Enfeeble İle İlgili Cümleler İngilizce Cümle İçinde Kullanımı
Enfeeble
Enfeeble kelimesi, zayıflatmak veya güçsüzleştirmek anlamına gelir.
- His illness enfeebled him. (Hastalığı onu güçsüzleştirdi.)
- The harsh winter enfeebled the crops. (Sert kış ürünleri zayıflattı.)
- Lack of exercise will enfeeble your body. (Egzersiz yapmamanız vücudunuzu zayıflatacaktır.)
- The disease enfeebled her mind. (Hastalık onun zihnini zayıflattı.)
- The aging process enfeebles us all. (Yaşlanma süreci hepimizi zayıflatır.)
- The long hike enfeebled the hiker. (Uzun yürüyüş yapan yürüyüşçüyü zayıflattı.)
- The prisoner’s confinement enfeebled him. (Mahkumun hapsi onu güçsüzleştirdi.)
- The poor nutrition enfeebled the athlete. (Yetersiz beslenme sporcu için zayıflık yarattı.)
- His alcohol addiction enfeebled his liver. (Alkol bağımlılığı onun karaciğerini zayıflattı.)
- The emotional stress enfeebled her immune system. (Duygusal stres bağışıklık sistemini zayıflattı.)
- Lack of sleep enfeebles the mind and body. (Uyku eksikliği zihin ve bedeni zayıflatır.)
- The economic downturn enfeebled the company. (Ekonomik durgunluk şirketi zayıflattı.)
- The loss of her spouse enfeebled her spirit. (Eşini kaybetmek onun ruh halini zayıflattı.)
- The illness enfeebled her voice. (Hastalık onun sesini zayıflattı.)
- The enemy’s attack enfeebled the army. (Düşmanın saldırısı orduyu zayıflattı.)
- The lack of leadership enfeebled the team. (Liderlik eksikliği takımı zayıflattı.)
- The stress of the job enfeebled him. (İş stresi onu zayıflattı.)
- The old building’s structure had become enfeebled over time. (Eski binanın yapısı zamanla zayıflamıştı.)
- The disease enfeebled the patient’s heart. (Hastalık hastanın kalbini zayıflattı.)
- The harsh treatment enfeebled the prisoner’s will. (Sert muamele mahkumun iradesini zayıflattı.)
- The lack of proper maintenance enfeebled the machine. (Yeterli bakım eksikliği makineyi zayıflattı.)
- The long-term use of medication enfeebled her kidneys. (Uzun süreli ilaç kullanımı böbreklerini zayıflattı.)
- The constant criticism enfeebled his self-esteem. (Sürekli eleştiri kendine güvenini zayıflattı.)
- The lack of funding enfeebled the school’s programs. (Finansman eksikliği okulun programlarını zayıflattı.)

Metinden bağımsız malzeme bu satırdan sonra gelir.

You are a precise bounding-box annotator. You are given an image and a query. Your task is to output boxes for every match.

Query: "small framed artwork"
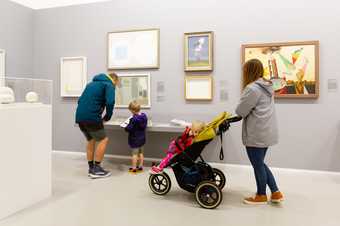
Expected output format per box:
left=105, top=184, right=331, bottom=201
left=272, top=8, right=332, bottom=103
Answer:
left=185, top=76, right=213, bottom=100
left=184, top=31, right=214, bottom=71
left=242, top=41, right=319, bottom=98
left=0, top=49, right=6, bottom=87
left=108, top=29, right=160, bottom=70
left=60, top=57, right=87, bottom=97
left=115, top=73, right=151, bottom=108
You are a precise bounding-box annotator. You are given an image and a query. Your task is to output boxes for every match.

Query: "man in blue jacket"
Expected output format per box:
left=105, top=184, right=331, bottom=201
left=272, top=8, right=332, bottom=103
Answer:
left=76, top=73, right=119, bottom=178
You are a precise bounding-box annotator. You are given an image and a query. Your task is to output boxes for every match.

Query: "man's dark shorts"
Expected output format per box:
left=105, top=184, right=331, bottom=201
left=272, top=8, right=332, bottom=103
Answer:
left=79, top=122, right=106, bottom=141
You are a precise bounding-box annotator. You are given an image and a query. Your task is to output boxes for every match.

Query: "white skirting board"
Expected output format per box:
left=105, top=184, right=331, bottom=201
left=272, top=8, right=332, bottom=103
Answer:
left=0, top=103, right=52, bottom=219
left=53, top=150, right=340, bottom=175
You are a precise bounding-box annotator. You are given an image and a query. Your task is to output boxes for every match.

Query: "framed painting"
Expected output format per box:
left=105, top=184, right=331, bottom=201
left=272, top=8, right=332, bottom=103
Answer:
left=242, top=41, right=319, bottom=98
left=0, top=49, right=6, bottom=87
left=184, top=76, right=213, bottom=100
left=108, top=29, right=160, bottom=70
left=115, top=73, right=151, bottom=108
left=60, top=57, right=87, bottom=97
left=184, top=31, right=214, bottom=71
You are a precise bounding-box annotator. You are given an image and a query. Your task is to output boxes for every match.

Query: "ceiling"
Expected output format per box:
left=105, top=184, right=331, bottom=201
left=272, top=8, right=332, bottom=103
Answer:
left=11, top=0, right=110, bottom=9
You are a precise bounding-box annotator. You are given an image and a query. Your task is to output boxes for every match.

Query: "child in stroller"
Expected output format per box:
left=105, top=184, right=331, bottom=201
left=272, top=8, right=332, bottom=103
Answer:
left=149, top=112, right=241, bottom=209
left=150, top=121, right=205, bottom=174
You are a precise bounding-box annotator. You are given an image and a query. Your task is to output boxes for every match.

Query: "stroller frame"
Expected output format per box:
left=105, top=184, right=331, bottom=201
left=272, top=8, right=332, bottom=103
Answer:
left=149, top=117, right=241, bottom=209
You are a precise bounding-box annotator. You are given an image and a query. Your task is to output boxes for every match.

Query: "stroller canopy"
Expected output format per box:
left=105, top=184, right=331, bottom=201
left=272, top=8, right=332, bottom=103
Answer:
left=194, top=112, right=232, bottom=142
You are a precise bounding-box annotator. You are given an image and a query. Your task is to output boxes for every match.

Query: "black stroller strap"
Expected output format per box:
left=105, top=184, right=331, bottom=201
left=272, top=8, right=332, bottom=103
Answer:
left=220, top=133, right=224, bottom=160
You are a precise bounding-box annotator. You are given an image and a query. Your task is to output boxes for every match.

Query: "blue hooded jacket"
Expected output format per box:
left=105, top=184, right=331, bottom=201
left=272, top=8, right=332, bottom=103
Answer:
left=76, top=74, right=115, bottom=123
left=125, top=113, right=148, bottom=148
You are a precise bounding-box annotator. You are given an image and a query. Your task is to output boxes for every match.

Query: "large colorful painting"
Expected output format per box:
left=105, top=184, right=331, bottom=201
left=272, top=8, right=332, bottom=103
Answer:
left=184, top=31, right=213, bottom=71
left=242, top=41, right=319, bottom=98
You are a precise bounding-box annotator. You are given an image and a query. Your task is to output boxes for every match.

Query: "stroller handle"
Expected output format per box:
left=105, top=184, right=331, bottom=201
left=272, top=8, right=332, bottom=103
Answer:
left=217, top=116, right=242, bottom=135
left=227, top=115, right=242, bottom=123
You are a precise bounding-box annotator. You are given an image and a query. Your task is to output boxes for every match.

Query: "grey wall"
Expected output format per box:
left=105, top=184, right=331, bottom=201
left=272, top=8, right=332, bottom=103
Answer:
left=0, top=0, right=34, bottom=77
left=34, top=0, right=340, bottom=171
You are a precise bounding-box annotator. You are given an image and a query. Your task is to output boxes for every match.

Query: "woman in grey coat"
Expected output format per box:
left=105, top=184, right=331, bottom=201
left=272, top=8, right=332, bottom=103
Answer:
left=236, top=59, right=283, bottom=204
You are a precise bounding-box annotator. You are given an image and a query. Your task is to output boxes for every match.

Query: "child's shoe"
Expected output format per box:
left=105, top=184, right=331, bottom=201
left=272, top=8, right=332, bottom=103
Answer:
left=137, top=166, right=144, bottom=173
left=149, top=166, right=163, bottom=174
left=243, top=195, right=268, bottom=205
left=270, top=191, right=283, bottom=203
left=129, top=168, right=137, bottom=173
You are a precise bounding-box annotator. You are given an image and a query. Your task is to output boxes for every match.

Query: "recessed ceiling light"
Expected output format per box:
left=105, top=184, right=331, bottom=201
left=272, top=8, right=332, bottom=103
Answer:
left=11, top=0, right=111, bottom=9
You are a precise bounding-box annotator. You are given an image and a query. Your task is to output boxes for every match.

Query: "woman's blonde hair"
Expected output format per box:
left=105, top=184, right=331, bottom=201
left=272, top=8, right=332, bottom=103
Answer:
left=243, top=59, right=264, bottom=88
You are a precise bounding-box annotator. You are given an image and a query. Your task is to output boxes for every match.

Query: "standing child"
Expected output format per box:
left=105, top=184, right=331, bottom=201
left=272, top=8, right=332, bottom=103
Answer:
left=150, top=121, right=205, bottom=174
left=125, top=100, right=148, bottom=173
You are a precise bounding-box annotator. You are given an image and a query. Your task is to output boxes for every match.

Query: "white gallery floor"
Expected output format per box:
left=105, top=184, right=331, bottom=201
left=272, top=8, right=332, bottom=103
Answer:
left=0, top=153, right=340, bottom=226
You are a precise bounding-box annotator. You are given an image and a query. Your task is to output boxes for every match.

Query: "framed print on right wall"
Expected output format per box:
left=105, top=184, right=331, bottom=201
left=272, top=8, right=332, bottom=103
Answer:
left=184, top=31, right=214, bottom=71
left=242, top=41, right=319, bottom=98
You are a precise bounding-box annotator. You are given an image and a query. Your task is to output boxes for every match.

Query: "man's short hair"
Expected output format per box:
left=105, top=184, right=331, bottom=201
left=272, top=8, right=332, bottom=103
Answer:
left=129, top=100, right=140, bottom=113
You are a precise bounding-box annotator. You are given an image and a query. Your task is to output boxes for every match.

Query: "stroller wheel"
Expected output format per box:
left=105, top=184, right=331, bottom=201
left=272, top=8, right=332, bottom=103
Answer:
left=195, top=181, right=223, bottom=209
left=213, top=168, right=226, bottom=190
left=149, top=172, right=171, bottom=195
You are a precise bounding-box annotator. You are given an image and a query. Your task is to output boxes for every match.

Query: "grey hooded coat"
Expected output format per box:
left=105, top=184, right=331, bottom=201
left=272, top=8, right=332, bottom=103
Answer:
left=236, top=78, right=278, bottom=147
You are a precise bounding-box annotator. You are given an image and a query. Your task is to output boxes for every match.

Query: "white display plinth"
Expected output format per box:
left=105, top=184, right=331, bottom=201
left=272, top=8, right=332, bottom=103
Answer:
left=0, top=103, right=52, bottom=219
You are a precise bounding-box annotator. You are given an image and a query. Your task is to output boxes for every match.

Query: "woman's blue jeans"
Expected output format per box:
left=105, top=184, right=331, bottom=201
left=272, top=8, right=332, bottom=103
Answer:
left=246, top=147, right=279, bottom=195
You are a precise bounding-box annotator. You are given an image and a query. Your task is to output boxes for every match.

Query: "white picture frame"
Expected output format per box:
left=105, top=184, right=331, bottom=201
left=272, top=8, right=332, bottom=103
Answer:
left=115, top=73, right=151, bottom=108
left=107, top=29, right=160, bottom=70
left=60, top=56, right=87, bottom=97
left=185, top=76, right=213, bottom=101
left=0, top=49, right=6, bottom=87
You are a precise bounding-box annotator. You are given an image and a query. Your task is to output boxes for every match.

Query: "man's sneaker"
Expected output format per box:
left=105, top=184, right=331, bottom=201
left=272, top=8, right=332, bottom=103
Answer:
left=89, top=165, right=111, bottom=179
left=243, top=195, right=268, bottom=205
left=149, top=166, right=163, bottom=174
left=129, top=168, right=137, bottom=173
left=270, top=191, right=283, bottom=203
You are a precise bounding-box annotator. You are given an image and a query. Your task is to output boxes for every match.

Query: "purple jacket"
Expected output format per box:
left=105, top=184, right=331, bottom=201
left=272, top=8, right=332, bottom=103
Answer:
left=125, top=113, right=148, bottom=148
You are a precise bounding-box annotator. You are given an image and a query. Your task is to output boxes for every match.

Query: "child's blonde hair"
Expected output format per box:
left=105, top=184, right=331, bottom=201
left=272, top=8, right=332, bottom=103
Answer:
left=191, top=120, right=206, bottom=132
left=129, top=100, right=140, bottom=113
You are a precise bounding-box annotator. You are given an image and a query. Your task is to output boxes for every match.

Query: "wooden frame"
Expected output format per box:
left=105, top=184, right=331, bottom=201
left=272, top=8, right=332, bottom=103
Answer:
left=107, top=28, right=160, bottom=70
left=184, top=75, right=214, bottom=101
left=0, top=49, right=6, bottom=87
left=241, top=41, right=320, bottom=99
left=60, top=56, right=87, bottom=97
left=184, top=31, right=214, bottom=71
left=115, top=73, right=151, bottom=108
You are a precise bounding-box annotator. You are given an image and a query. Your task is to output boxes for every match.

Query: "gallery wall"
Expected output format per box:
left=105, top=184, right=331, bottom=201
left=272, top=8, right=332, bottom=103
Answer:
left=34, top=0, right=340, bottom=171
left=0, top=0, right=34, bottom=77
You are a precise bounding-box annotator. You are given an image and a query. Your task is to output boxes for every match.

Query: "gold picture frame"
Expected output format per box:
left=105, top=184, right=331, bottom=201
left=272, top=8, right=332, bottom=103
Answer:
left=107, top=28, right=160, bottom=70
left=184, top=75, right=214, bottom=101
left=241, top=41, right=320, bottom=99
left=184, top=31, right=214, bottom=71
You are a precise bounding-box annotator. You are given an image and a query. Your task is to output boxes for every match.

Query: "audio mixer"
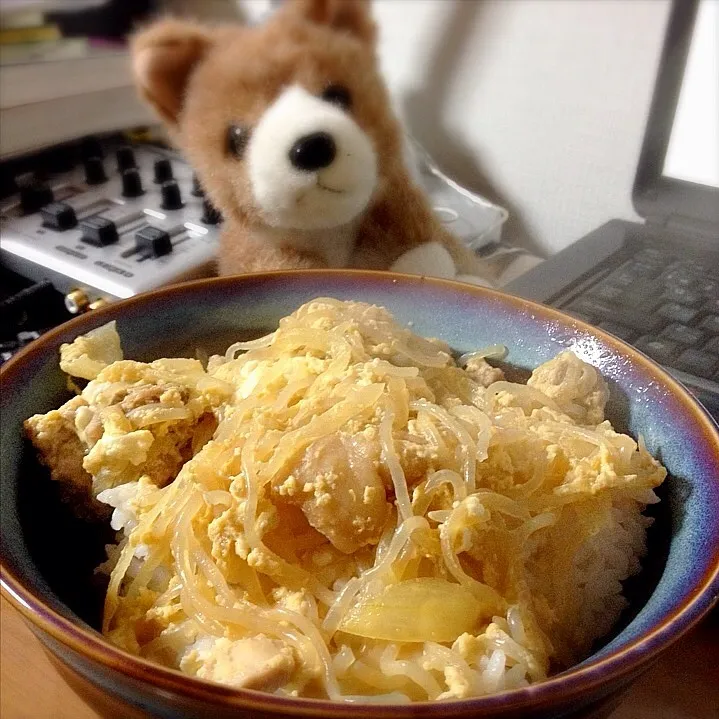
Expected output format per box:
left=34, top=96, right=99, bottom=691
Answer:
left=0, top=139, right=221, bottom=313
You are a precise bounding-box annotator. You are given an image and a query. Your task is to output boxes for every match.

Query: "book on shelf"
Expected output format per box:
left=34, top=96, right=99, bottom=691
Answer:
left=0, top=24, right=62, bottom=45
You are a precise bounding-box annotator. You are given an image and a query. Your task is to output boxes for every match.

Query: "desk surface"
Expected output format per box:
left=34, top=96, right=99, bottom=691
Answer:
left=0, top=599, right=719, bottom=719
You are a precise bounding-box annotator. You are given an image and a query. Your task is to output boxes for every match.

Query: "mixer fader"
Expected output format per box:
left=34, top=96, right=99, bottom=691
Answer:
left=0, top=139, right=221, bottom=311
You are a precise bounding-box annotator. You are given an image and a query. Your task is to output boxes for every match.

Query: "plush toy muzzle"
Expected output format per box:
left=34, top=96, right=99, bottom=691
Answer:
left=246, top=86, right=377, bottom=230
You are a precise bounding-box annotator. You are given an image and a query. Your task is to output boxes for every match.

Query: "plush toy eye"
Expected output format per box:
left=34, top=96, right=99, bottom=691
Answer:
left=322, top=85, right=352, bottom=110
left=227, top=125, right=250, bottom=157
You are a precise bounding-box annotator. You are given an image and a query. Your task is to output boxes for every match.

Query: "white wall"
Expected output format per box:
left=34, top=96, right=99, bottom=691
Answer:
left=375, top=0, right=669, bottom=253
left=240, top=0, right=669, bottom=253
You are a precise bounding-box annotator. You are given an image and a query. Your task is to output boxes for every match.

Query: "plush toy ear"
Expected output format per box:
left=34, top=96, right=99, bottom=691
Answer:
left=131, top=20, right=212, bottom=126
left=285, top=0, right=377, bottom=45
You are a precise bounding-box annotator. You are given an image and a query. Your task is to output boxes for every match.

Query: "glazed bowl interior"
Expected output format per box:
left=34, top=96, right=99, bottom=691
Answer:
left=0, top=271, right=719, bottom=707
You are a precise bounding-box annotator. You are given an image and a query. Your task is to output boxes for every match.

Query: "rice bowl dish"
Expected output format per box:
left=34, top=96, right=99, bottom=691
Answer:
left=26, top=298, right=666, bottom=703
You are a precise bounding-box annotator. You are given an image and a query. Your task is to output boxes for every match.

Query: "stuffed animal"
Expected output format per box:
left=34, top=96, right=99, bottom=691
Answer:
left=132, top=0, right=496, bottom=277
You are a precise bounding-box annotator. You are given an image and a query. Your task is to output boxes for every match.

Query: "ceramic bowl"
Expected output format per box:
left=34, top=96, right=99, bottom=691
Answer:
left=1, top=271, right=719, bottom=719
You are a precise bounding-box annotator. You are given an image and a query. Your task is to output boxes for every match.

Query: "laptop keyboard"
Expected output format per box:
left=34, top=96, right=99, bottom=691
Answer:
left=559, top=246, right=719, bottom=394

- The extreme weather conditions enfeebled the climbers. (Aşırı hava koşulları tırmanıcıları zayıflattı.)
- The accident enfeebled his ability to walk. (Kaza yürüme yeteneğini zayıflattı.)
- The aging infrastructure enfeebled the city’s transportation system. (Eski altyapı şehrin ulaşım sistemini zayıflattı.)
- The stressful work environment enfeebled her mental health. (Stresli iş ortamı zihinsel sağlığını zayıflattı.)
- The lack of sleep enfeebled his reaction time. (Uyku eksikliği tepki süresini zayıflattı.)
- The prolonged drought enfeebled the farmers’ crops. (Uzun süren kuraklık çiftçilerin ürünlerini zayıflattı.)